Why is it now possible? A couple of years ago, we asked "what is the performance for commercial apps over NAS?" Our engineering team took a large SMP machine, configured Oracle across NFS on gigabit ethernet and compared it to local file systems. Not surprisingly, the performance was terrible. However, after peeling back the layers, it became quickly apparent that this was a fixable problem. About 12 months later we had Oracle over NFS running at the same throughput as the local SAN connected disks!
It turns out that there wasn't anything wrong with ethernet, IP, or the NFS protocol - rather a few key optimizations in the Solaris NFS client could easily provide database I/O semantics, which work just fine across gigabit ethernet. The latencies were actually better in the NFS case with the new Solaris client. These optimizations are part of the new Solaris 10 NFS clients (both V3 and V4). Some of the changes were also made available in later versions of Solaris 9.

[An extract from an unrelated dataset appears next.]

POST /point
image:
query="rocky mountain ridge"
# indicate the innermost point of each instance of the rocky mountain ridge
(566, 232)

For those who like to see specifics, I'll include some numbers: our Oracle system running an OLTP benchmark was able to deliver equivalent throughput at about 50,000 transactions per minute, with slightly better response times: the transaction response times for both the gigabit ethernet case and local disk case were ~0.3ms. The NFS system actually showed faster I/O response time - iostat reported 7.39ms for the UFS file system, and 7.19ms for the NFS case! The NFS system did however use slightly more host CPU (approx 20%), but this was with a heavy I/O database benchmark -- in reality the overhead is likely to be lower and virtually un-noticable on a real application.

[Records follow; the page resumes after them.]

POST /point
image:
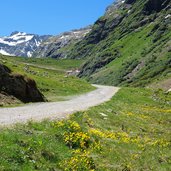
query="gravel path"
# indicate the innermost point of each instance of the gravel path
(56, 110)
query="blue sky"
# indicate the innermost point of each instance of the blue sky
(49, 16)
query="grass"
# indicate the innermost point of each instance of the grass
(50, 76)
(130, 132)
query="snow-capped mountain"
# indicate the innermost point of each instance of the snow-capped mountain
(20, 44)
(59, 46)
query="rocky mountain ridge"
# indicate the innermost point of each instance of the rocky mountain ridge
(129, 45)
(31, 45)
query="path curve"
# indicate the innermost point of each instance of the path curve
(56, 110)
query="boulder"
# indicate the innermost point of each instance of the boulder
(19, 86)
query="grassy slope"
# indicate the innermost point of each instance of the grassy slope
(139, 41)
(52, 82)
(130, 132)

Are you saying NFS is ready for all commercial applications?
While many apps are viable, we still need to correctly look at the application scenario and how it's being deployed. For applications which do small I/Os but are latency sensitive, NFS is now a strong candidate. Common sense prevails for the interconnect however -- if you try and run your database over 10mbit ethernet, you'll see the performance you would expect. A dedicated gigabit ethernet is a good starting point.
That all for this blog essay. We now have quite a bit of performance data comparing local filesystems to NFS for a variety of different commercial workloads -- which I will begin to summarize in a later discussion.